The “congruence” effect
Experiments 2 and 3 used only manipulated stimuli, thus enabling the evaluation of contextual congruence on its own, preventing interference from other visual regularity violations revealed by Experiment 1. Both experiments clearly showed an effect of context congruence, an effect that was present regardless of the object saliency in the scene. When objects were pasted in a non-congruent context, categorization performance on targets was always worse both in terms of accuracy (10% drop) and response speed (15 ms slower) performance dropped by 10% and about 15 ms on targets. Animals were clearly less easily categorized when presented in an urban context than in a natural context. The results were less robust for the false alarms, induced by manufactured objects presented in a natural (non-congruent) context; further investigations are needed to better understand the pattern of false alarms triggered by the man-made objects. 

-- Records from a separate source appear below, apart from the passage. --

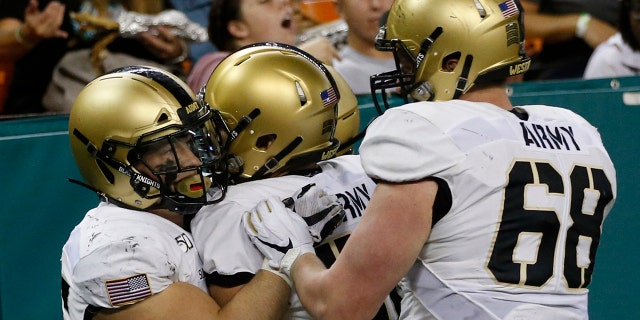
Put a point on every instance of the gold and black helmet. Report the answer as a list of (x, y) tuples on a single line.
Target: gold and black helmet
[(121, 116), (486, 36), (280, 105)]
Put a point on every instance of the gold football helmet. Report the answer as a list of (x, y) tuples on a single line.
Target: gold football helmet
[(280, 106), (485, 36), (121, 118)]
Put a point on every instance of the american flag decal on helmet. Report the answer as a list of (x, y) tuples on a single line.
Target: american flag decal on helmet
[(508, 8), (128, 290), (328, 96)]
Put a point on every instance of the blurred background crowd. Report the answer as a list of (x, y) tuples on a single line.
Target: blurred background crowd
[(50, 49)]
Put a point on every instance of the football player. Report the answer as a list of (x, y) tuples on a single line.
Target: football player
[(483, 210), (279, 104), (145, 144)]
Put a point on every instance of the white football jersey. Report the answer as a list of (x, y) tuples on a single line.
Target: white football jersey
[(116, 257), (528, 201), (225, 247)]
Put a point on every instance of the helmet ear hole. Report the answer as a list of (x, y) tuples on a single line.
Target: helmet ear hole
[(263, 143), (450, 62), (106, 172)]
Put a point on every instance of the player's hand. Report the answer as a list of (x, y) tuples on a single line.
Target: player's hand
[(321, 211), (274, 229)]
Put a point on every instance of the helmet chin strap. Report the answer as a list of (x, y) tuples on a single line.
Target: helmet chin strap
[(463, 80), (193, 187), (422, 91)]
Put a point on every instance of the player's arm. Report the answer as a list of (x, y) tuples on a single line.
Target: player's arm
[(222, 295), (380, 251), (265, 297)]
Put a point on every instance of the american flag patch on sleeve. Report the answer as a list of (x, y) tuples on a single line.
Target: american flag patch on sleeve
[(328, 96), (129, 290), (508, 8)]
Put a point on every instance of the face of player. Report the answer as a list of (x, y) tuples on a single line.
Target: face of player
[(167, 159), (267, 20), (363, 17)]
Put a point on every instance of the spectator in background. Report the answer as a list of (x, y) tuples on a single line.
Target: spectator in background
[(570, 30), (454, 220), (620, 55), (32, 40), (197, 11), (359, 58), (235, 24), (113, 34)]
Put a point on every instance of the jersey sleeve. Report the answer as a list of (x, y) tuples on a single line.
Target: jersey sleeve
[(122, 273), (222, 243), (402, 146)]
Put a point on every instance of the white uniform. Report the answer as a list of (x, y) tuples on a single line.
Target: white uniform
[(528, 202), (225, 247), (116, 257)]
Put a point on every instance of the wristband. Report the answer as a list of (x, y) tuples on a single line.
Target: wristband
[(17, 34), (290, 257), (582, 24), (267, 267)]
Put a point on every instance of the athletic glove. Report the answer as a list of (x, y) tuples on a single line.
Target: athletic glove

The contextual effect on target categorization replicated in two experiments provides evidence that context processing strongly interacts with object categorization; this result is strengthened by the fact that subjects had no a priori information about briefly flashed scenes, and were thus free from top-down influences that can be primed when presentations of visual scenes precede the processing of target objects (Palmer, 1975). Obviously, in daily life, our environment is usually stable allowing predictions to be made on the most likely objects to appear. In such cases, context effects on object perception are not time constrained and probably strengthened. On the other hand, the early interactions demonstrated in our experiment might be fully used in circumstances where the surrounding context changes suddenly, as when opening a door and entering a new scene, when making large head movements, when driving a car in a city, zapping from one TV channel to another, or watching family photographs. The second aim of our study was to determine the temporal dynamics of object and context interactions when presented simultaneously. Here the results were very surprising since no minimum delay was necessary to observe a context influence on object categorization. The conflict between objects and their surrounding contexts induced an additional processing time of about 10–20 ms when considering the minimal input–output processing time (Figures 3 and 5) and increased even more for longer response latencies. 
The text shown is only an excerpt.